How she get a guy like you?! =)


----------



## Stonewall (Jul 5, 2011)

Once I coooked up a plan that was very detailed. I bought her a rather expensive diamond ring and plotted out how I would give it to her. It involved buying a new dress for her and asking her to wear it to dinner, having a limo with champagne pick us up out of the blue, Take us to dinner and wait on us. I had cornered up the waitress and gave her the ring and asked her to deliver it with a glass of wine and her meal. It was all a big surprise to her. she was very happy and showed me that night how happy she was. Yee Haw (as we say down here).
_Posted via Mobile Device_


----------



## sisters359 (Apr 9, 2009)

It's really romantic when a guy notices you liking something and gets it for you b/4 you decide to get it yourself--or maybe you decided it was too expensive, so you put it back. That he noticed and made the effort to get you something you thought was --in a way--too good for you, is just heartmelting. 

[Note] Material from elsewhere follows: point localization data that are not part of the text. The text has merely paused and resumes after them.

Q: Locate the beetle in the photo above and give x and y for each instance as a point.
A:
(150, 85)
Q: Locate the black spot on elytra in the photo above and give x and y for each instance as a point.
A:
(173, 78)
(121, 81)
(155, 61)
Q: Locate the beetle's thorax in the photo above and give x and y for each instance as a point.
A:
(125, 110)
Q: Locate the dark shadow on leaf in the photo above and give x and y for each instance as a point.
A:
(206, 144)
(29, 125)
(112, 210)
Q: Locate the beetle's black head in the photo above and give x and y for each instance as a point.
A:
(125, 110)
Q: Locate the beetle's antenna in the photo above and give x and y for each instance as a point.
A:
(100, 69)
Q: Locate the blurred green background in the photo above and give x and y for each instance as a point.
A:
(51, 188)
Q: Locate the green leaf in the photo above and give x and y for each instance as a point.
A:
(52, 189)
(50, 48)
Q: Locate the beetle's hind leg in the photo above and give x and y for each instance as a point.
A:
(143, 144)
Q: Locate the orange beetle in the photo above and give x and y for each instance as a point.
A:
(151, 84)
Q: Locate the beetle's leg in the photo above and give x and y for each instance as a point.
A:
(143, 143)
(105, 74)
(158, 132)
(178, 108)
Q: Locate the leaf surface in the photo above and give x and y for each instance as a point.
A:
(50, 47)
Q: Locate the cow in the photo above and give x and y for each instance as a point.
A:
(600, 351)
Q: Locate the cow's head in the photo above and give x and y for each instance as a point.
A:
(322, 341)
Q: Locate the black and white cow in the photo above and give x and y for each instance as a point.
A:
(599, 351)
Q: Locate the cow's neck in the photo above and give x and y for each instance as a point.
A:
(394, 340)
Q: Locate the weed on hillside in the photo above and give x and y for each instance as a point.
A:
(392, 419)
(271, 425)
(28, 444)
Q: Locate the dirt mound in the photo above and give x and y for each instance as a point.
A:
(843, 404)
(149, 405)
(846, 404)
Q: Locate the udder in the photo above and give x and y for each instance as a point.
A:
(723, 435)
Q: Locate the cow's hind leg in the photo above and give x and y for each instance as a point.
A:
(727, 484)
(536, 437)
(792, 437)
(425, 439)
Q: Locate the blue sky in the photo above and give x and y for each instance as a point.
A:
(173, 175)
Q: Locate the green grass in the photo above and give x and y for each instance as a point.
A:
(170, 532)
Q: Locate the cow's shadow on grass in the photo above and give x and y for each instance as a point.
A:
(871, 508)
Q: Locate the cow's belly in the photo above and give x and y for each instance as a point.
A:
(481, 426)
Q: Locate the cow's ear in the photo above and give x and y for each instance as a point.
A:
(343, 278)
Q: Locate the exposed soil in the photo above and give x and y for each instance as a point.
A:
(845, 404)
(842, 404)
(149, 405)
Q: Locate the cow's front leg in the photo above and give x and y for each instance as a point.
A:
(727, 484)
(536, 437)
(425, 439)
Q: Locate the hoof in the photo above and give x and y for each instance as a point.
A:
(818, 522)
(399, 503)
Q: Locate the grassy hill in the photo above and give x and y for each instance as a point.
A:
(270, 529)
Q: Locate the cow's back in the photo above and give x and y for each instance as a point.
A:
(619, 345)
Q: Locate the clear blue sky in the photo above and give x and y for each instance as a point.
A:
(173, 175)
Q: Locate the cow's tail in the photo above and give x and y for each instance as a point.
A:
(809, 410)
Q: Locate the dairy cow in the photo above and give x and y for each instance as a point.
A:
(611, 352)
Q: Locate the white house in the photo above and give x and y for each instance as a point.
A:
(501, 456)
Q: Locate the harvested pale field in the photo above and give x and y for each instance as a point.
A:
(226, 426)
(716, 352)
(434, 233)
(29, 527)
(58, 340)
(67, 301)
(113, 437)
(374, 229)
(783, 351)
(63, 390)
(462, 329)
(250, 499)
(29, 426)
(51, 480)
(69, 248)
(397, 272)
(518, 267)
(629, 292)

How does she show her affection for you (or how did she before, if you guys are not in a good place right now)? Unless you guys have discussed this, she probably shows affection in the way she'd like to receive it. 

A no-strings-attached massage is always welcome--better yet, give her a spa day and you take care of the kids, and she comes home but the house is all clean and in order. My gosh, I would have fainted at that!


----------